In this week’s Market Pulse, Senior Research Analyst Dermott Aspell focusses on highlights and key takeaways from last week’s Goodbody Asset Allocation Committee meeting, including the decision to increase exposure to US short duration as an attractive risk return profile relative to cash.
- Equity markets were softer whilst sovereign bond yields rose slightly last week. No specific driver for these moves, however concerns on economic growth, reduction in central bank supports, higher inflation expectations and state intervention in China were factors. Fixed income weakness likely to have been driven by significant pick up in supply in both sovereign and corporate bond markets as primary market reopened after the summer.

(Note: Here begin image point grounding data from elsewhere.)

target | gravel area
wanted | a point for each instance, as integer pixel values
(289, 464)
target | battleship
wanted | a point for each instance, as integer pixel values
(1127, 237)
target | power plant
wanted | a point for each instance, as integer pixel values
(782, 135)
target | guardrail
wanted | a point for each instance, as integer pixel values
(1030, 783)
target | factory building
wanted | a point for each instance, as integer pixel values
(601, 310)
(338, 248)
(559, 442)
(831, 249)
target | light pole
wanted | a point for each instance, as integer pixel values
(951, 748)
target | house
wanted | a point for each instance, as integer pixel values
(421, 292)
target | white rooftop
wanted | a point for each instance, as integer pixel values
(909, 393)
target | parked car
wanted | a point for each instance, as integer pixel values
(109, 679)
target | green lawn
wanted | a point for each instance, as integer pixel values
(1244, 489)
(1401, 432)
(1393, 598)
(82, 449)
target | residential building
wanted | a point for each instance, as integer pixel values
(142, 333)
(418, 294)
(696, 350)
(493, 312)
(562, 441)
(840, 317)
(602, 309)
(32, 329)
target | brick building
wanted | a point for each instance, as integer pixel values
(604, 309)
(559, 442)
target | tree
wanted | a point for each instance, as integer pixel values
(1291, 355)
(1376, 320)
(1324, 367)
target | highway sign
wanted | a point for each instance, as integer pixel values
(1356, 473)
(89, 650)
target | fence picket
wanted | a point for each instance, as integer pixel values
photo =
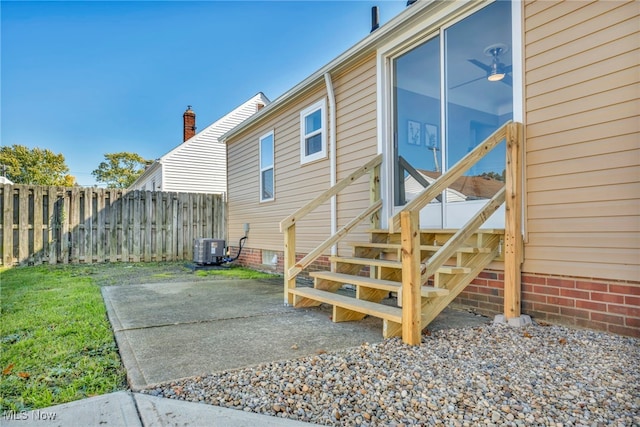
(85, 225)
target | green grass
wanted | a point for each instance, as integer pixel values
(56, 343)
(235, 272)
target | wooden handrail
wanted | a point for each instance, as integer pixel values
(309, 207)
(444, 181)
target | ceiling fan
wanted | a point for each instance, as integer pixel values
(496, 71)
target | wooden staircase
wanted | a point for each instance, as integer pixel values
(382, 256)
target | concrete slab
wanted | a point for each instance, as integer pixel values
(171, 331)
(157, 411)
(161, 304)
(115, 409)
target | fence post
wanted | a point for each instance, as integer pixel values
(411, 278)
(53, 228)
(513, 246)
(7, 224)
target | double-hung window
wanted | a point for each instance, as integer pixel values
(266, 168)
(313, 139)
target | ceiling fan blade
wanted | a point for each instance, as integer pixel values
(485, 67)
(466, 83)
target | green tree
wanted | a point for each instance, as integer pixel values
(34, 166)
(120, 170)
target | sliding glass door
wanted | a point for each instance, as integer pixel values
(449, 93)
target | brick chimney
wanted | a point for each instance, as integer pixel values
(189, 123)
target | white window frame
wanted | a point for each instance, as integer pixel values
(322, 154)
(272, 166)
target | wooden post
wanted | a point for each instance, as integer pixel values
(38, 223)
(513, 223)
(23, 224)
(411, 279)
(53, 230)
(289, 262)
(374, 185)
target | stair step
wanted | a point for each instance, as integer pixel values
(367, 282)
(367, 261)
(385, 285)
(381, 311)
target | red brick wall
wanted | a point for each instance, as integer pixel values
(605, 305)
(583, 302)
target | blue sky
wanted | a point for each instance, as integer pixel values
(88, 78)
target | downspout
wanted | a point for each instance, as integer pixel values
(332, 155)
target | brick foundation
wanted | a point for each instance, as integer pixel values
(604, 305)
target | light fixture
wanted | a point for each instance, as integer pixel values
(496, 73)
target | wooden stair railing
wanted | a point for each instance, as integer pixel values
(407, 220)
(418, 262)
(288, 225)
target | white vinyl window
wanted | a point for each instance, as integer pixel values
(313, 139)
(266, 168)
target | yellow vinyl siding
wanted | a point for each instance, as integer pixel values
(582, 139)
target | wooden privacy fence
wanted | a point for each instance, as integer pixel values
(87, 225)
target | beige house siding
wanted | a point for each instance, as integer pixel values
(355, 92)
(295, 184)
(582, 139)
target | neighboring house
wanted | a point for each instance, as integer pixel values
(199, 164)
(426, 88)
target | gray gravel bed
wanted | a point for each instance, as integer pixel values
(489, 375)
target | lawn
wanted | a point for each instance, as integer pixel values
(56, 343)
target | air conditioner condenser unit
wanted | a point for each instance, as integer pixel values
(208, 251)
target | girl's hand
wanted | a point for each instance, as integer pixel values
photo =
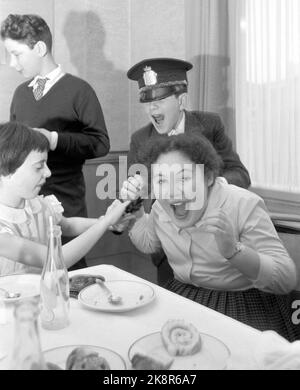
(115, 211)
(131, 188)
(219, 224)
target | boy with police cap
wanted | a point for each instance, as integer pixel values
(163, 86)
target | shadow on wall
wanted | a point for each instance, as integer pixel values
(209, 88)
(85, 36)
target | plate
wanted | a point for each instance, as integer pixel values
(59, 356)
(213, 354)
(134, 295)
(26, 284)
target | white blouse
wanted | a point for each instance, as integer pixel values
(193, 253)
(30, 222)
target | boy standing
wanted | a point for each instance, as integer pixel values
(63, 107)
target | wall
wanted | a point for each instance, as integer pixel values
(99, 40)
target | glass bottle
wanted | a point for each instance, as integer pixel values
(27, 352)
(54, 285)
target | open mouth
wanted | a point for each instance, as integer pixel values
(158, 119)
(179, 209)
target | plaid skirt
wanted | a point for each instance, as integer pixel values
(261, 310)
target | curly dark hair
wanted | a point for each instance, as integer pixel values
(194, 146)
(16, 142)
(28, 29)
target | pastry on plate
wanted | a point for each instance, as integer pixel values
(180, 338)
(142, 361)
(83, 358)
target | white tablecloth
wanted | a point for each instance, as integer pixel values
(117, 331)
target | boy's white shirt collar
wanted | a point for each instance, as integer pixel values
(51, 76)
(180, 128)
(13, 215)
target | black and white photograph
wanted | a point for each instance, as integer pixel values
(150, 188)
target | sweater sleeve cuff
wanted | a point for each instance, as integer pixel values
(265, 274)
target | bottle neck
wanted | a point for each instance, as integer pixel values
(27, 353)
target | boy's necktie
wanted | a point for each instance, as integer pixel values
(173, 132)
(38, 91)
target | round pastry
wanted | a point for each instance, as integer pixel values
(52, 366)
(83, 358)
(180, 338)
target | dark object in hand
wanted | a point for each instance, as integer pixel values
(134, 205)
(83, 358)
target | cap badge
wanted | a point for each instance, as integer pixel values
(150, 77)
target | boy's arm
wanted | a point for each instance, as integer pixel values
(93, 140)
(22, 250)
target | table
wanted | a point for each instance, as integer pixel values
(117, 331)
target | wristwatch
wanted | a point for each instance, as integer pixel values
(237, 249)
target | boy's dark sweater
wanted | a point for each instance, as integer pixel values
(71, 108)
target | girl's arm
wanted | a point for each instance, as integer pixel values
(262, 259)
(74, 226)
(34, 254)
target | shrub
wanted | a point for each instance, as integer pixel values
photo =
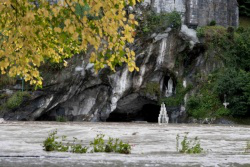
(98, 143)
(154, 22)
(178, 98)
(77, 147)
(188, 146)
(152, 88)
(61, 119)
(50, 143)
(113, 145)
(6, 80)
(247, 149)
(16, 99)
(236, 85)
(212, 23)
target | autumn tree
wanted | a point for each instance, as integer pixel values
(35, 31)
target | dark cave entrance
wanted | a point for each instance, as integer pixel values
(149, 113)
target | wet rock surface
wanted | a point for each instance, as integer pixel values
(153, 145)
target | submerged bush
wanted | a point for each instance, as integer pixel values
(188, 146)
(61, 119)
(52, 143)
(112, 145)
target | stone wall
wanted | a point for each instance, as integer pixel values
(200, 12)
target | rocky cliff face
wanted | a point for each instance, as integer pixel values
(79, 94)
(200, 12)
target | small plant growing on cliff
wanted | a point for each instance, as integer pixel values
(16, 99)
(152, 88)
(154, 22)
(61, 119)
(247, 149)
(188, 146)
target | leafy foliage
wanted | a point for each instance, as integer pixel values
(113, 145)
(61, 119)
(16, 99)
(152, 88)
(178, 98)
(189, 146)
(154, 22)
(76, 147)
(236, 86)
(32, 33)
(247, 149)
(206, 102)
(52, 143)
(244, 7)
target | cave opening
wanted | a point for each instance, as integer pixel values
(149, 113)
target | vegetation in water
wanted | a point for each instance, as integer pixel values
(52, 143)
(61, 119)
(112, 145)
(188, 146)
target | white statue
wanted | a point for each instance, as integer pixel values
(163, 116)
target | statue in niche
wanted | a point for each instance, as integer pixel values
(169, 88)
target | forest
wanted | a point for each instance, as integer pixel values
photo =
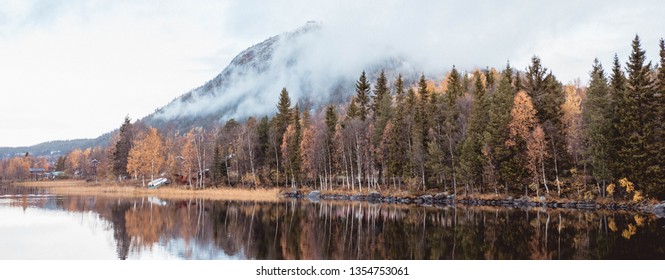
(483, 132)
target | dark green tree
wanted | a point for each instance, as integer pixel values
(122, 148)
(218, 167)
(362, 96)
(597, 125)
(397, 147)
(293, 155)
(620, 121)
(501, 166)
(641, 117)
(471, 159)
(658, 169)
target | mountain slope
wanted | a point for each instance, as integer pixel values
(304, 61)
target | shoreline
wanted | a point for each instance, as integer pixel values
(79, 187)
(442, 199)
(76, 187)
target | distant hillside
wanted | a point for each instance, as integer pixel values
(302, 61)
(55, 148)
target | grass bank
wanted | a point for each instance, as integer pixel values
(74, 187)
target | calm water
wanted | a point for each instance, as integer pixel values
(37, 225)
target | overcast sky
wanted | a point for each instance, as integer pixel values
(75, 69)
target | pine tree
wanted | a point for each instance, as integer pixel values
(501, 166)
(620, 121)
(380, 91)
(331, 130)
(451, 126)
(278, 127)
(640, 115)
(263, 145)
(218, 167)
(382, 108)
(658, 166)
(291, 147)
(548, 96)
(122, 148)
(597, 125)
(362, 96)
(397, 146)
(471, 165)
(352, 111)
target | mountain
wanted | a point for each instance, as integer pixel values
(317, 66)
(306, 62)
(55, 148)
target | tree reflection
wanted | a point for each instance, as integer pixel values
(333, 230)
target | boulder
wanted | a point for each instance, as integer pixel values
(374, 196)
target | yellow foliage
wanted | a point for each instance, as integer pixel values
(628, 185)
(629, 232)
(250, 179)
(637, 197)
(610, 189)
(612, 225)
(639, 220)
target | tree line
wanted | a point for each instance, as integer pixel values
(483, 132)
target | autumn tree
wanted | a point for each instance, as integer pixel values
(597, 126)
(640, 116)
(500, 166)
(146, 157)
(362, 96)
(396, 132)
(657, 168)
(547, 95)
(122, 148)
(471, 164)
(277, 129)
(525, 131)
(291, 148)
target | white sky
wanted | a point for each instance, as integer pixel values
(74, 69)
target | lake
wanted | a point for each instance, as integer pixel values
(35, 224)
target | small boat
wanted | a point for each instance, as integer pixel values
(157, 183)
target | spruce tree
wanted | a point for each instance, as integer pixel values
(451, 125)
(597, 125)
(122, 148)
(640, 115)
(397, 148)
(471, 165)
(218, 167)
(620, 121)
(380, 90)
(658, 166)
(294, 158)
(501, 166)
(362, 96)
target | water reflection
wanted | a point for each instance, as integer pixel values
(200, 229)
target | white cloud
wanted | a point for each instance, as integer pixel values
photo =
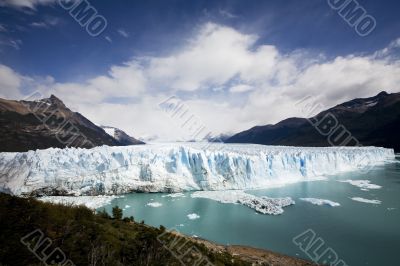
(123, 33)
(31, 4)
(39, 24)
(108, 39)
(230, 83)
(10, 82)
(240, 88)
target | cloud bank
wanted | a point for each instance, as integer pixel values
(228, 80)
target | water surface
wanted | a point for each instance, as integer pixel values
(360, 233)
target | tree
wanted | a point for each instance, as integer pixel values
(117, 213)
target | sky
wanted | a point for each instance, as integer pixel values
(231, 64)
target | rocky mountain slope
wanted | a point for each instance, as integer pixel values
(45, 123)
(373, 121)
(121, 136)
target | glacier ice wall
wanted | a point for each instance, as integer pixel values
(175, 167)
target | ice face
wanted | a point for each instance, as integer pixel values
(175, 167)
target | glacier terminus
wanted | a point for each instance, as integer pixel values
(175, 167)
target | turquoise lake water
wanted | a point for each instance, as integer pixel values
(360, 233)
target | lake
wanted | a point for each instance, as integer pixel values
(360, 233)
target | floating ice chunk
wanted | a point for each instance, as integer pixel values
(262, 205)
(366, 200)
(174, 195)
(193, 216)
(365, 185)
(154, 204)
(321, 202)
(92, 202)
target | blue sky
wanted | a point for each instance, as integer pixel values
(272, 48)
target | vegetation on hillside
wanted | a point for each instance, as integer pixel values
(78, 236)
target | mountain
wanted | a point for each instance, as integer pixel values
(121, 136)
(219, 138)
(373, 121)
(45, 123)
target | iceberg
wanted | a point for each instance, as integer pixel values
(154, 204)
(364, 185)
(321, 202)
(92, 202)
(366, 200)
(175, 167)
(264, 205)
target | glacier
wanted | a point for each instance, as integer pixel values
(175, 167)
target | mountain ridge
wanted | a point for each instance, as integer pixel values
(372, 121)
(47, 123)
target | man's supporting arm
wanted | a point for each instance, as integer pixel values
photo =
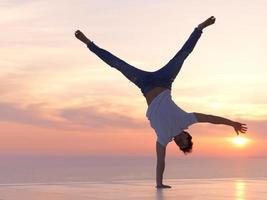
(161, 152)
(239, 127)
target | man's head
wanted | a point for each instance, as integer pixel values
(184, 141)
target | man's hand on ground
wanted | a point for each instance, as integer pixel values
(162, 186)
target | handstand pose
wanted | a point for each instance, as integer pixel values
(167, 119)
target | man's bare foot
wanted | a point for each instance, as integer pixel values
(79, 35)
(207, 22)
(163, 186)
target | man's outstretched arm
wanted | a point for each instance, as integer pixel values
(239, 127)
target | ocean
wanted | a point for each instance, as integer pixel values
(103, 177)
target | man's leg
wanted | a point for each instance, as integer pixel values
(129, 71)
(172, 68)
(135, 75)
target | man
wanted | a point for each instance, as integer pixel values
(168, 120)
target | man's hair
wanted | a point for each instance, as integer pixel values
(189, 148)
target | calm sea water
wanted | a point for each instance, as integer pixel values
(44, 169)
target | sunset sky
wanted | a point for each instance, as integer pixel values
(58, 98)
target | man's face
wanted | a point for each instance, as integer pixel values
(183, 139)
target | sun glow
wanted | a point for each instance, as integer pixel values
(240, 141)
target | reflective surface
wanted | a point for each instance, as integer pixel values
(189, 189)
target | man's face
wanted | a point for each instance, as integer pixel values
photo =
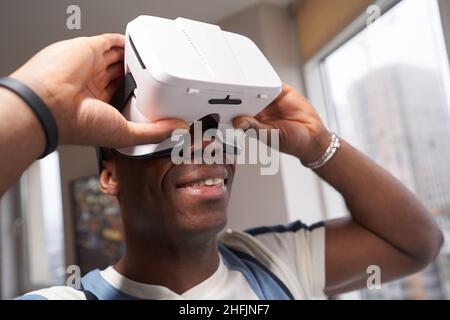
(160, 199)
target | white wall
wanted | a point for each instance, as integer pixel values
(294, 192)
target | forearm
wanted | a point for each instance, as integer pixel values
(22, 139)
(381, 204)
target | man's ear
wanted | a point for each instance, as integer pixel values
(108, 179)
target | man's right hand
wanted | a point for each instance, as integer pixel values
(76, 78)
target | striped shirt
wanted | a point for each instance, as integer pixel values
(279, 262)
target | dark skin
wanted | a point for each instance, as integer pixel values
(170, 233)
(171, 236)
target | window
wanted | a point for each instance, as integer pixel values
(43, 232)
(387, 91)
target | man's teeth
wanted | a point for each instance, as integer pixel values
(209, 182)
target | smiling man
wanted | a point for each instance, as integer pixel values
(173, 215)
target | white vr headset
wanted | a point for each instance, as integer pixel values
(193, 71)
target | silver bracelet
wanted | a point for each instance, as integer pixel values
(334, 146)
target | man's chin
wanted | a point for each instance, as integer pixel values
(204, 223)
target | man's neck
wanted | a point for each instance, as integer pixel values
(179, 266)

- The Goodbody asset allocation team met last week and decided to increase exposure to US short duration as an attractive risk return profile relative to cash. The committee also expect lower growth levels but remain positive. Global growth forecasts look to have peaked at a high level and momentum has slowed in response to delta variant and supply side shortages. Momentum and forward looking indicators have slowed recently.
- The team expects inflation pick up to be transitory. Spike in inflation due to year on year effects and supply side constraints. Labour demand continuing to outstrip supply, which should ease as economies reopen and financial supports are reduced. Inflation expectations have risen in US and in particular Europe. We expect inflation to be transitory, however, expected to settle at higher levels than seen in the past five years.